We can imagine specific lives not lived for ourselves, as artists, teachers or technical brothers; I have a lawyer friend who owns a bar in Red Hook. Or we may just be drawn to the possibility itself, as in the poem “The Road Not Taken”: when Robert Frost tells us that choosing one path over another made “all the difference”, whatever the difference. . Carl Dennis’ poem “The God Who Loves You” tries to make this difference concrete. Dennis asks his protagonist, a middle-aged real estate agent a question: “What would have happened / Did you go to your second choice for college”? Another roommate, another spouse, another job: could it all have added up to “a life of thirty points above the life you live / On any scale of satisfaction”? Only “the god who loves you” knows for sure. It is a disturbing thought; Dennis suggests we have mercy on this omniscient god, “pacing his murky room, plagued by alternatives / You are spared from ignorance.
Carried away by our real lives, we quickly forget the unreal. Yet there will be times when, for better or for worse, we will feel confronted with our unrealized possibilities; they can even, by their persistence, shape us.
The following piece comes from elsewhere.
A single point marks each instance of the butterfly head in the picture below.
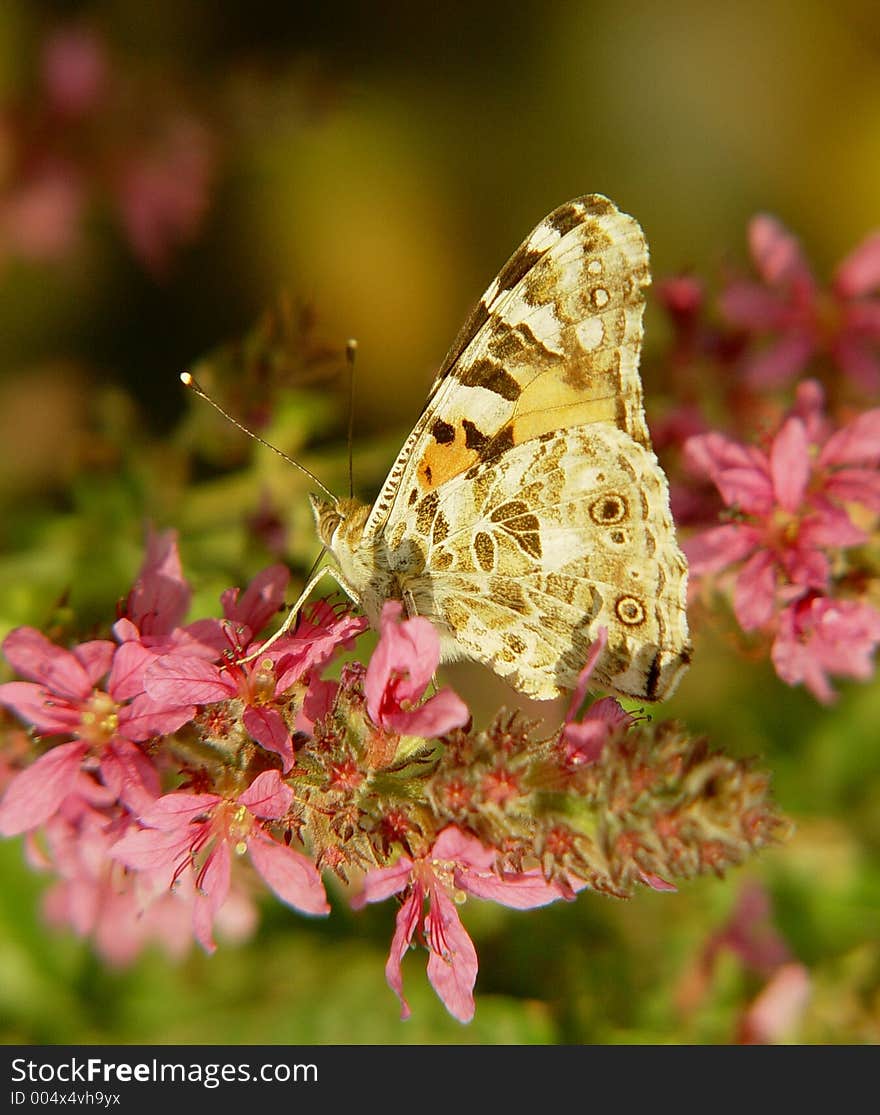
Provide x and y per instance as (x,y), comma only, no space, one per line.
(340,520)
Mindfulness practitioners tell us that we should look away, looking back to the real, the here and now. But we could have the opposite impetus, as Miller does. He wants us to wander the Hall of Mirrors, to let our imaginations “linger longer and say more”. What can our unreal self say about our real self?
Their mere presence in our minds can reveal something about the way we live: “Unguided lives are a largely modern concern,” Miller writes. In the past, for the most part, people lived the lives of their parents, or the lives decreed by fates. Today we are trying to forge our own paths. The difference is reflected in the stories we tell ourselves. In the Iliad, Achilles chooses between two clearly defined destinies, designed by the gods and predicted in advance: he can either fight and die in Troy, or live a long and boring life. (In the end, he chooses to fight.) But the world we live in isn’t that well organized. Achilles didn’t have to wonder if he should have been in pre-med or pre-law; we make such decisions knowing that they could shape our lives.
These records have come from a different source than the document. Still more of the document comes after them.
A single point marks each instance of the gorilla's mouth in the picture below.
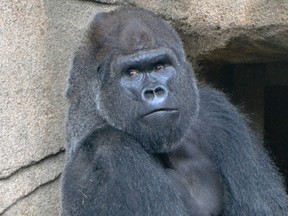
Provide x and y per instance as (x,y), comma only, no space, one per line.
(162,111)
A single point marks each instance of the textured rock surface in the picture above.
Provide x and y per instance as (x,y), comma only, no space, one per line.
(37,39)
(221,30)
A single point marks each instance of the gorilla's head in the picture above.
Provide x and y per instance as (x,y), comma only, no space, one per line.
(141,81)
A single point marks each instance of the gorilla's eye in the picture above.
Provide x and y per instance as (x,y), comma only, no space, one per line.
(159,67)
(133,72)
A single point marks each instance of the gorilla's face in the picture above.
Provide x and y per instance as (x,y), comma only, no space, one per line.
(146,88)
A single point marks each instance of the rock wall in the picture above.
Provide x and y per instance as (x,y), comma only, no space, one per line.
(37,40)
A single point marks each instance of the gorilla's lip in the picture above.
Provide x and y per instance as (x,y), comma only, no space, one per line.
(161,110)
Among the laity, the absence of the afterlife raises the stakes. In “Missing Out: In Praise of the Unlived Life“warns psychologist Adam Phillips that” once the next life – the better life, the fuller life – is to be in this one, we have a huge job to do. “Given a single chance to exist, we owe it to ourselves to reach the goal; we must not only survive but thrive. It is no wonder that for many of us” the story of our lives becomes here. ‘story of the lives we have been prevented from living’.
It is likely, Miller thinks, that capitalism, “with its isolation from individuals and its accelerated generation of choice and opportunity,” has increased the number of our unlived lives. “The elevation of choice as an absolute good, the experience of chance as a strange affront, the increasing number of exciting and mind-numbing decisions we must make, examining the past to improve future outcomes” —all it “feeds the people we” don’t. Advertisers sell us things by making us imagine better versions of ourselves, even if there is only one life to live: that is “YOLO + FOMOA friend says to Miller, summing it up nicely. The nature of the work makes the problem worse. ladders of success. ”You make your choice, renouncing others: year after year, you“ climb into your future ”, rethinking unclimbed ladders.